На полях официальных документов он часто ссылался на A Dictionary of Modern English Usage («Словарь современного использования английского языка») Генри Фаулера, экземпляр которого послал в Букингемский дворец в свое первое Рождество в качестве премьер-министра [80].
Джон Мартин полагал, что «политика, а не лингвистика явилась причиной интереса [премьер-министра] к бейсик-инглиш, который способствовал организации Англоязычного клуба». Это, конечно, была не единственная причина. Черчилль считал, что все страны, в которых говорили на английском языке, включая Америку, должны объединиться. В этом заключалось глубокое различие с внешней политикой его предшественников с Даунинг-стрит. Их внимание было обращено на континент и разные комбинации великих держав, расположенных на континенте. Невилл Чемберлен отзывался о Соединенных Штатах со смехом и презрением и называл американцев «существами». Но Черчилль, хотя ратовал за объединение Европы, смотрел на Запад, и не только потому, что понимал, что Гитлера не одолеть без американских войск. Британец до мозга костей, он был сыном американки и задолго до войны планировал создание союза англоговорящих стран: Соединенного Королевства, Соединенных Штатов, Канады, Австралии, Южной Африки и обширных колоний Британской империи [81].

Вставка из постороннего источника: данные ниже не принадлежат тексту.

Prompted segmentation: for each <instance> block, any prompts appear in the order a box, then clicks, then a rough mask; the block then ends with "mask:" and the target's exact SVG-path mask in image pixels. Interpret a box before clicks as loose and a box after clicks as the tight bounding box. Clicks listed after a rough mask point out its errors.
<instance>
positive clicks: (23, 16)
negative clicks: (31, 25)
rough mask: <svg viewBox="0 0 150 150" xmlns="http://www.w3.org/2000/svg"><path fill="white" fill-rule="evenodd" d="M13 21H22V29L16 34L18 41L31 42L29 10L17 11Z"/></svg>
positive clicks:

В его парламентских выступлениях и, особенно, в радиообращениях к осажденному острову соединился талант к языку с идеализированным образом Англии и англичан, или «британского народа», сформировавшимся в последней четверти XIX века, – людей, на деленных бесстрашием, храбростью, благородством, невероятным чувством собственного достоинства и неукротимостью. Он по-прежнему бурно радовался, вспоминая колониальные завоевания, когда королевская армия была вооружена винтовками Enfield и пулеметами Максима [82], гордо реяли имперские знамена и даже во время восстания сипаев в Индии британцы понесли незначительные потери.
Бойня войны 1914–1918 годов потрясла британцев, включая Черчилля, и многих лишила иллюзий, но не Черчилля. Теперь, вызывая на себя огонь страшного внушающего ужас красного пожара, он испытывал подъем энергии. Первые четыреста дней в должности премьер-министра – с начала мая 1940 до середины июня 1941 года, страшное время для миллионов европейцев, – были решающей главой в его жизни. Позже он написал, что это был «самый блестящий, но и самый ужасный год в нашей долгой британо-английской истории». Он считал, что 1940 год был тем временем, «когда в равной мере было хорошо и жить и умереть». Спустя годы после войны Джон Мартин сказал ему, что жизнь перестала быть такой захватывающей, как прежде. Черчилль, смеясь, ответил: «Вы не можете требовать, чтобы постоянно шла война» [83].